But for 9 billion others, their life is pain, their death the same
At first, of course, I thought it was dead.
On Monday, Feb. 10, I’d pulled up at a red light at the corner of Main and Broad when I saw two people scrambling to lift a chicken out of the road. As this was right across from the Pilgrim’s Pride plant, I assumed it was another casualty of the trucks bringing untold numbers of birds to their deaths at the plant. Some of them never make it there, thrown from the trucks to be run over on the interstate or the roads.
But then I noticed the two people were not acting as though they were retrieving roadkill. I pulled into a corner lot and got out. They were huddled at the woman’s car trunk. I went over and peered in. The chicken was clearly alive and pretty clearly, miraculously, uninjured. The two Good Samaritans, though, were at a crossroads.
The man, wearing gloves, had lifted the chicken out of the street but obviously needed to move on. The woman, distraught, kept saying, “I yelled at the driver. Chickens were flying out of his truck, but he just kept driving.”
She was torn between wanting to continue to help and her other obligations. “I have to get to work,” she kept repeating.
So there was only one thing to be done. “Let’s put it in my hatchback,” I said. “I’ll take it to Crabtree Farms. They’ve rescued at least one before.”
I knew this because a couple of years ago, The Pulse ran what in my opinion is one of the best stories we’ve ever had, Jim Pfitzer’s account of another rescued Pilgrim’s Pride chicken and the heartwarming and heartbreaking tale of its life at Crabtree.
The chicken did not try to get out of the hatchback. It hunkered down in a corner, shocked but alive. “Hang in there,” I said, as I took off.

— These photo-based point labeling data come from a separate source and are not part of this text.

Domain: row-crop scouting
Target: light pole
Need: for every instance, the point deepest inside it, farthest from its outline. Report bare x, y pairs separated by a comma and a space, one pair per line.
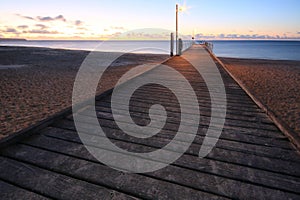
176, 29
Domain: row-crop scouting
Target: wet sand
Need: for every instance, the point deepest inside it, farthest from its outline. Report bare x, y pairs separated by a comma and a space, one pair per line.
275, 83
36, 83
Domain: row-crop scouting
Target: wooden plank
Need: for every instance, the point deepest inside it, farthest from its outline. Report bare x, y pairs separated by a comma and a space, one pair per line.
230, 156
138, 185
233, 171
272, 152
140, 113
11, 192
49, 183
226, 133
187, 177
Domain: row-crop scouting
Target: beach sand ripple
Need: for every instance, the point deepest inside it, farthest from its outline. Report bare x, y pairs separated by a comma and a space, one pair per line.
275, 83
44, 87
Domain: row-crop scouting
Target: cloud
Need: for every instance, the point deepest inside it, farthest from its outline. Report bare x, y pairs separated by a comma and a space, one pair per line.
44, 19
47, 19
22, 26
244, 36
38, 31
41, 26
117, 27
11, 30
78, 23
26, 17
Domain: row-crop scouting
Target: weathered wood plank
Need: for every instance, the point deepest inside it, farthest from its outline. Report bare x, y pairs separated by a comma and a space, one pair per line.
206, 165
49, 183
186, 177
238, 158
11, 192
266, 151
138, 185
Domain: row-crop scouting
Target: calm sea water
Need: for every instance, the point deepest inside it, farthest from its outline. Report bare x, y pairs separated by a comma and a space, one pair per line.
158, 47
275, 50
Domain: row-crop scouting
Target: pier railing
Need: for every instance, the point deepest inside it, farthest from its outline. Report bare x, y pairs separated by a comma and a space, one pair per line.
209, 45
183, 44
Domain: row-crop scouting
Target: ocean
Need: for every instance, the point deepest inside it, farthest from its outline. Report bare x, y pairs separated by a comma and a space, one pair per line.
275, 50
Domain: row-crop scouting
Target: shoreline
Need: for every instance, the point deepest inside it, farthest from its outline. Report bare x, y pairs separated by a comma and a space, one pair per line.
51, 72
44, 87
275, 83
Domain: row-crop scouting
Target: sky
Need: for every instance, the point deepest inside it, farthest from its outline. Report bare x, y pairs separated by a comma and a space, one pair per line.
105, 19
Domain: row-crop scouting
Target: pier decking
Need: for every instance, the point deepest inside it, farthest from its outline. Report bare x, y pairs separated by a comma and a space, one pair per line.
251, 160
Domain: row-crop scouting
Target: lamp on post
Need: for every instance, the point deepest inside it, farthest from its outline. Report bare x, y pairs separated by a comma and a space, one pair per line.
178, 9
176, 29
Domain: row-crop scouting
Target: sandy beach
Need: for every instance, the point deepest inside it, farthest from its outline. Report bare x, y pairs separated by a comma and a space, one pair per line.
276, 83
36, 83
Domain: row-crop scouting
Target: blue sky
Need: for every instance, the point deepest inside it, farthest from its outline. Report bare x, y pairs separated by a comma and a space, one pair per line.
98, 19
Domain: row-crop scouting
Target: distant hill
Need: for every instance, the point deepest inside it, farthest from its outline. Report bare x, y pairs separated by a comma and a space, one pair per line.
12, 39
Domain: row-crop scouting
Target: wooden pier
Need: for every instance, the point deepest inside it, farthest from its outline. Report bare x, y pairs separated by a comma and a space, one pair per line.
251, 160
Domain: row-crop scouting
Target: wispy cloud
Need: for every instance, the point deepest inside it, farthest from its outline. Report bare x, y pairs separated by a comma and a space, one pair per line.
47, 19
11, 30
41, 26
78, 23
117, 27
22, 26
243, 36
44, 19
39, 31
25, 17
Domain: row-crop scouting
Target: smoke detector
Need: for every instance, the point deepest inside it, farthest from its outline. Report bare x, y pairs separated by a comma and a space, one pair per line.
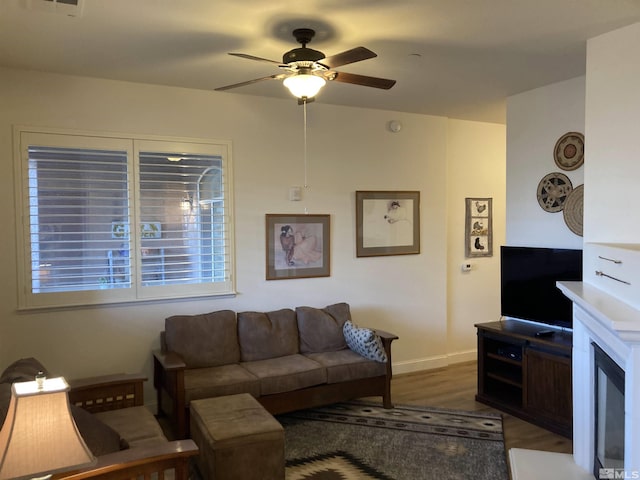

My phone call reached Anna at Crabtree and she told me, “We can’t take it.” My heart sank. “But I think we can find a home for it,” she added. “I’ll ask Andrea and call you back.”
And they did. A home had been found and if I just brought it over, they would hand it off to someone who kept backyard chickens. Driving to Crabtree, I heard scratching from the back of the car. “Don’t worry,” I kept saying aloud over and over, as silly as I knew that was. “You’ll be safe soon.”
Crabtree Farms in the winter is quiet, dormant, waiting for the spring. The urban farm, a Chattanooga treasure off Rossville Blvd. and 30th St., is humming with plantings and programs during all other seasons. But Anna and Andrea were the only ones there on this day. I opened the hatchback. Andrea looked in and picked the chicken up. It squawked and scrabbled. She—for it was a she—was a fighter. “This is the healthiest one I’ve seen,” Andrea said. “Thank you, thank you for being willing to help,” I said about 10 times. Then I drove off.
Several days later, I emailed Andrea, partly dreading what I might hear. Had the chicken survived? Had she succumbed to the shock of what she had endured? The answering email: “We’ve been told she’s doing very well, although the other chickens in her new sisterhood are apparently shunning her. That’s completely natural—she probably looks very strange to them right now, but over time she’ll become the biggest one of them! We’ll keep you updated on her progress.”
Not so coincidentally, I received an email from the ASPCA with the following facts about factory-farmed chickens, right around the same time:
"99 percent of the chickens we eat are bred to be sick—whether from grocery stores, restaurants, fast-food chains, even ‘organic’ chicken.
Chickens are fed antibiotics to prevent the spread of disease—in 2010, 51 percent of retail chicken breasts tested by the FDA were contaminated with antibiotic resistant bacteria, which have been shown to transfer from farm animals to people.
Most chickens, because they are so abnormally large, spend their lives lying in their waste, causing open sores.
Chickens grow so fat so fast that they can't support their own weight or walk without pain, they can hardly breathe, and many die of heart failure.
The chicken industry is making money while putting you and your family at risk and subjecting 9 billion animals a year to needless suffering—and everything they’re doing is legal.”
Thinking, “What’s the big deal, it’s still just a stupid chicken?” Try this train of thought: “It’s just a stupid chicken.” “It’s just a stupid veal calf.” “It’s just a stupid dog.” “It’s just a stupid horse.” “It’s just some stupid people in some country I’ve never heard of.” “It’s just a stupid homeless person.” “It’s just…me.”
Want to help make change for factory-farmed animals? Join the ASPCA or the Humane Society and ask that they investigate inhumane transport of live animals. Demand your elected representatives vote for bills that protect animals and against ones that don’t (with no thanks to local federal elected officials, the King amendment was stripped out of the recently passed Farm Bill: see “Now You See It…Or Maybe You Don’t”, The Pulse, Sept. 12, 2013). And please, make a donation to Crabtree Farms, crabtreefarms.org. They care. Do you?